İlk Yayınlanma Tarihi 

(11.08.2017)


Sarı sıcak güneş gökte parlıyor, vurduğu her bedeni bunaltıyordu. Hastanenin geniş, çiçeklerle dolu, denize bakan bahçesinde bir kız dizleri üzerine çömelmişti. Uzun saçları yüzünü kapattığından güneş altında terlemişti. Üzerindeki siyah kapüşonlu da çekiyordu güneşi. Anlından ve ensesinden sicim gibi akıyordu ter damlaları. Ayaklarının altı ezilmiş, bükülmüş, parçalanmış gül yapraklarıyla doluydu.

"Ne yapıyorsun?" Bir oğlan tepesine dikilip kopardığı güllere baktı. "Neden kopardın canım gülleri?"

Günlerdir ağzından tek kelime çıkmamış kız kafasını kaldırıp oğlana baktı. Teni şeffaflaşmış, saçları, kaşları, kirpikleri dökülmüştü.
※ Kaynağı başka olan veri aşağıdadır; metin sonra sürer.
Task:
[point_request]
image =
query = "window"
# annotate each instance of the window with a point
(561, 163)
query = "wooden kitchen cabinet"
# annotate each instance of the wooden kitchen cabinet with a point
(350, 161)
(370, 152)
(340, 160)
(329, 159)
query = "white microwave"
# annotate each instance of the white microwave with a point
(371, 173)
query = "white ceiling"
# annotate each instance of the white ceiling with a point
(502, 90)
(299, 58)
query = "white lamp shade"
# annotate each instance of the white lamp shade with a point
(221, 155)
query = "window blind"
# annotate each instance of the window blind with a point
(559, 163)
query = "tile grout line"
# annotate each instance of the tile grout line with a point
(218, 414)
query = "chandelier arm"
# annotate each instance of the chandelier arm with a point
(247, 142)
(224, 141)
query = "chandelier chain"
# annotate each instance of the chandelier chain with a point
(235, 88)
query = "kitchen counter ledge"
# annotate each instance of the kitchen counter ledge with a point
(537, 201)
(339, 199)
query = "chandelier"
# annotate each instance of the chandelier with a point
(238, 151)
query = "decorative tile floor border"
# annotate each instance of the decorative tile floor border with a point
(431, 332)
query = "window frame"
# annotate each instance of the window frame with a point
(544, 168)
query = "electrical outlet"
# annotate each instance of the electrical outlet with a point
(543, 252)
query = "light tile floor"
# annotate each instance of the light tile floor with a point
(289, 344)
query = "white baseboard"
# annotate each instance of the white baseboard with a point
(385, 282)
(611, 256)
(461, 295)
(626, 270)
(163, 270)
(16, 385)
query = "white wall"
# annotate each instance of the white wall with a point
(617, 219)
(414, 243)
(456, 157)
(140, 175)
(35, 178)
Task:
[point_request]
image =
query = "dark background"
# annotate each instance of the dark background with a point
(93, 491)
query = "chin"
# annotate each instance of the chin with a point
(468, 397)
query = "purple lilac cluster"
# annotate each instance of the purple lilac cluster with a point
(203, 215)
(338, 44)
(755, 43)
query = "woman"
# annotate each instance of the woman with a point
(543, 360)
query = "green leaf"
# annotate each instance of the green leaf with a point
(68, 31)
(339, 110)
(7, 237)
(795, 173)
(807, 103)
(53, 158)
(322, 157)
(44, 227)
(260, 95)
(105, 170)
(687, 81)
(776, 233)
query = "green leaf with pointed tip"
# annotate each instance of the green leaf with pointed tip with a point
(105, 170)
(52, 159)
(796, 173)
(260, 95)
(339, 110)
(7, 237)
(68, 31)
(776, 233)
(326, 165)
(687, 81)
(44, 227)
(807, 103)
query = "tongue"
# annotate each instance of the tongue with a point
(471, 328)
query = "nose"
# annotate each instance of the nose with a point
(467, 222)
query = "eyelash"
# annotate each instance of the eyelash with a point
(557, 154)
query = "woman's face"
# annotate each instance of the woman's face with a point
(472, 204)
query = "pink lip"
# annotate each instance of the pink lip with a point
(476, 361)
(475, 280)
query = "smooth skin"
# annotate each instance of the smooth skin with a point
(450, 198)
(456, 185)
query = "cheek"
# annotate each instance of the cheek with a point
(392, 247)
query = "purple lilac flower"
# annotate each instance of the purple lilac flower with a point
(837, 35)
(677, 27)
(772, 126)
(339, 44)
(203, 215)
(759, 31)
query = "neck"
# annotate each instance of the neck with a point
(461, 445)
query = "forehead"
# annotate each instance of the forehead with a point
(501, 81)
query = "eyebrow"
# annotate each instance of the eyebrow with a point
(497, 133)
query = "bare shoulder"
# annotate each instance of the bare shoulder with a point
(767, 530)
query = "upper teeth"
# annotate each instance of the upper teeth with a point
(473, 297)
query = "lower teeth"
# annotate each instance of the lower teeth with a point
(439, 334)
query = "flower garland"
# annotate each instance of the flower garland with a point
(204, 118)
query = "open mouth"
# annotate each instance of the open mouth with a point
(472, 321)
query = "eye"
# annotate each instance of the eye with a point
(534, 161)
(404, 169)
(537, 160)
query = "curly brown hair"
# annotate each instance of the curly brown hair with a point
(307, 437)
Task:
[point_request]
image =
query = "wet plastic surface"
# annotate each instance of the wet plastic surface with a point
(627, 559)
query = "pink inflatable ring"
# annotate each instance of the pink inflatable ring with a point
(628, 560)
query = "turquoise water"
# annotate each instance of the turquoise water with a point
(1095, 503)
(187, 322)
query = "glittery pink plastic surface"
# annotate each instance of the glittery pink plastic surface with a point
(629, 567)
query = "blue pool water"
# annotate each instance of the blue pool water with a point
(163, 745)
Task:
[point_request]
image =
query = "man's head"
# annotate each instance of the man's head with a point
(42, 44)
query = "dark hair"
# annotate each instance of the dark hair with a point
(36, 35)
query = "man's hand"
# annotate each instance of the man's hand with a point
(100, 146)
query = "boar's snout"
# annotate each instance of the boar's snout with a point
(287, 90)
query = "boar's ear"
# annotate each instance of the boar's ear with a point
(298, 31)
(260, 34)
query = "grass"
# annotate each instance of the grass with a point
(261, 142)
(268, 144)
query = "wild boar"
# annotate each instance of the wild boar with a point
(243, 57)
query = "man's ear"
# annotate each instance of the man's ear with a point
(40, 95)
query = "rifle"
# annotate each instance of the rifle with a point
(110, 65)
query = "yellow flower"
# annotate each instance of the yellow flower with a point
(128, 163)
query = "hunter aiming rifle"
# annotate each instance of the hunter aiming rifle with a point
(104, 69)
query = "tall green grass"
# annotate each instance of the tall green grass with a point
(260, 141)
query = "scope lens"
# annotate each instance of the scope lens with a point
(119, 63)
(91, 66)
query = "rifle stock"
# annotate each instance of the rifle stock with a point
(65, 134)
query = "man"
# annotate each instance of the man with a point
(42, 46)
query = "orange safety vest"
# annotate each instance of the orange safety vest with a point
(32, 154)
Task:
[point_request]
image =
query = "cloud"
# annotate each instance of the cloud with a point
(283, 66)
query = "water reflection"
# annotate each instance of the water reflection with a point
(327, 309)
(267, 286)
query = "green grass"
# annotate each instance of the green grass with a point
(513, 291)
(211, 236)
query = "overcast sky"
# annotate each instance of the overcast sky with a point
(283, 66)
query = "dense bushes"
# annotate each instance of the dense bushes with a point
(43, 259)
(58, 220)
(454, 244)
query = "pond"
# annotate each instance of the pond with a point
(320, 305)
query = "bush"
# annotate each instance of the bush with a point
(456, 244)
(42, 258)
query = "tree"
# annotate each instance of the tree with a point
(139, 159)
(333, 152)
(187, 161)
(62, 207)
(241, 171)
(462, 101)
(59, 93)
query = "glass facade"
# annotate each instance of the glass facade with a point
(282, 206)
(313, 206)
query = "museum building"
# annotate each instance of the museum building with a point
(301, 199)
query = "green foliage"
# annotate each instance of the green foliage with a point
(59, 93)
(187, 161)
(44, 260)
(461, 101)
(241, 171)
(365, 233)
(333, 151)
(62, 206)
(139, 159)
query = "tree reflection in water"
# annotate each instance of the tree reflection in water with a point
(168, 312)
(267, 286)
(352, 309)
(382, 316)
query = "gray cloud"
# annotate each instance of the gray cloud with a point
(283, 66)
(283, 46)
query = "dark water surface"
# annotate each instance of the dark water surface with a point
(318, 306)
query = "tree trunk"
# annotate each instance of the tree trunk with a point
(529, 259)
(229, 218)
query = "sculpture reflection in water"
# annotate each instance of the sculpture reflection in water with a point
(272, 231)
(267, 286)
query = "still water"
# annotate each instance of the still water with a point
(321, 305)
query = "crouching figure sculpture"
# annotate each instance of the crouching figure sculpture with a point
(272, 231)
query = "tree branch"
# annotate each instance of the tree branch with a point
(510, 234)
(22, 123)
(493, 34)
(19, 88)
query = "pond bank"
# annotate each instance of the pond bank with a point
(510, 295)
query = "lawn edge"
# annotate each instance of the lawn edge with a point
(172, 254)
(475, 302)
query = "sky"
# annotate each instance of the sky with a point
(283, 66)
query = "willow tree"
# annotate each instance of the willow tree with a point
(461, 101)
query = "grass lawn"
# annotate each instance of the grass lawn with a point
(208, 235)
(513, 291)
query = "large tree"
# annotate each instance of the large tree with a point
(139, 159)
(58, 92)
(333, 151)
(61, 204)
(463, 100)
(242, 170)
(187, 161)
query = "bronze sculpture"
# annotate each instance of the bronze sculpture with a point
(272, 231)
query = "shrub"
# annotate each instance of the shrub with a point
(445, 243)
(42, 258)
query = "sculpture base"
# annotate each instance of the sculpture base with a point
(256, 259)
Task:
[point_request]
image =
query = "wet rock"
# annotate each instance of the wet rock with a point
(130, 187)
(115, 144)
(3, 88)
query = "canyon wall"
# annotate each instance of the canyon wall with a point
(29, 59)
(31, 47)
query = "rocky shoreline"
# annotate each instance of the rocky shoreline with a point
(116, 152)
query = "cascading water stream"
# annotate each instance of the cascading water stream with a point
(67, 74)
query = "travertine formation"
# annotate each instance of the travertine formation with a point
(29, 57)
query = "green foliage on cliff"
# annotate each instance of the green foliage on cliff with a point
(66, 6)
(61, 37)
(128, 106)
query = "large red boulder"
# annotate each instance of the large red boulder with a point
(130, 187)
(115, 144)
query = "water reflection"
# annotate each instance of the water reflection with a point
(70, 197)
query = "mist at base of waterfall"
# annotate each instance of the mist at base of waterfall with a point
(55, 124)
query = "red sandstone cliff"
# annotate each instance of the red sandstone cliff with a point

Kehribar gözlerin ışıltısı sönmüş ama merakla bakıyordu. Ellerinin üzerinde ve bileklerinde iğne izleri vardı boyunca. Kırk kilo ya vardı ya yoktu.

"Keşke acılarımız gül olsa," dedi bir gülü daha çekip alırken dalından. Yapraklarını yolmaya başladı. "Öyle olsaydı yaprakları koparıp kurtarırdık kendimizi." Yapraklar süzülerek döküldü ayaklarının üzerine. Geriye hırpalanmış bir sap, dikenlerin kanattığı bir el ve zemini ala boyayan çirkin yapraklar kaldı.

"Acılarımızda güller açar belki bir gün."

"Ya açmazsa?"

"Umut etmekten başka çaremiz mi var?"

🌹

Daha önce Renksiz Kadın adıyla yayınlamıştım. Şimdi Gül Devrimi adıyla yayınlıyorum. 

Kadın karakterimiz hassas bir karakter. Lütfen onu yorumlarda bile incitmeyelim.